Service and system responses in Canada are described using a variety of words, such as trauma-informed practice and trauma-specific practice. Multiple schools of thought, fields of study, and goals for addressing trauma all contribute to the diverse variety of approaches and methods available. Support for trauma survivors may be linked across contexts, fields, and sectors via the idea of trauma-informed practice.
Substance abuse and mental health programs that are trauma-informed acknowledge the impact that a person's traumatic experience may have on their self-esteem, outlook, and coping strategies. Based on the work of Maxine Harris and Roger Fallot in the early 1990s, trauma-informed services prioritize the safety, choice, and control of trauma survivors in all areas of care delivery.
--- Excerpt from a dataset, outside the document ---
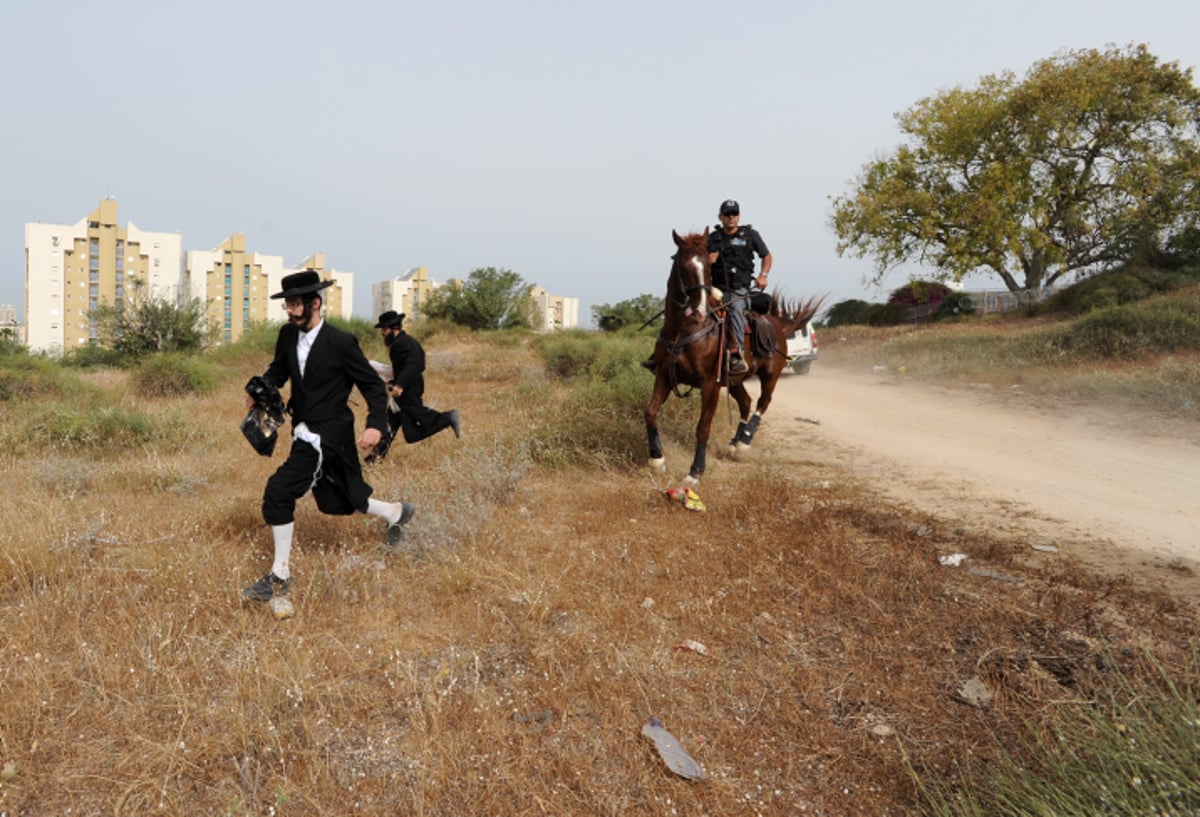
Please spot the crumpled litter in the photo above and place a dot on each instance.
(691, 646)
(688, 498)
Professionals in trauma-informed care are not obligated to treat trauma but rather to go about their job with an awareness of the prevalence of trauma in the populations they serve, the difficulty in establishing a therapeutic relationship, and the need of pace. In this respect, trauma-informed strategies are analogous to harm minimization techniques.
Safe and empowering environments for clients are prioritized in trauma-informed services, which are reflected in the policies, procedures, and relational methods used by staff. Providers who are "trauma-informed" pay attention to the need of fostering an environment free of aggression, open to new information, and willing to work together (Bloom & Yanosy Sreedhar, 2008). Working in a trauma-informed manner does not necessitate clients disclosing their own traumatic experiences; rather, services are delivered in ways that acknowledge clients' potential need for physical and emotional safety, as well as for choice and control in choices pertaining to their treatment. Practitioners prioritize client safety in all interactions and steer clear of confrontational methods wherever possible.
Trauma Coaching and other therapeutic therapies tailored to the needs of trauma survivors make it possible for them to heal from their experiences of trauma and go on with their lives. Therapeutic methods employed in trauma-specific therapies include cognitive-behavioral treatments, exposure therapy, and sensorimotor psychotherapy (Hien et al., 2009). Specialized services for victims of trauma are an important aspect of a safety net, but they are beyond the scope of this book.
Many different types of service designs include a continuum perspective with an emphasis on equality. For instance, both trauma-informed and trauma-specific treatment may include skills training for helping trauma survivors develop coping mechanisms for managing overwhelming emotions and improving self-care. This makes sense, since ensuring the individual's safety is the primary focus of the first phase of trauma therapy (Haskell, 2003) and of trauma-informed practice in general. In light of this, several trauma therapies, such as Seeking Safety (Najavits, 2002) and the Sanctuary model (Bloom et al., 2003), include both trauma-informed and trauma-specific components.
It is still difficult to implement trauma-informed and trauma-specific practices consistently across all aspects of care delivery. The necessity to consider how socioeconomic determinants of health, such as gender, race, and class, impact the experience of trauma, the stigmatization of individuals afflicted, and the ability to obtain treatment, makes it even more challenging to achieve an integrated continuum of responsiveness to trauma.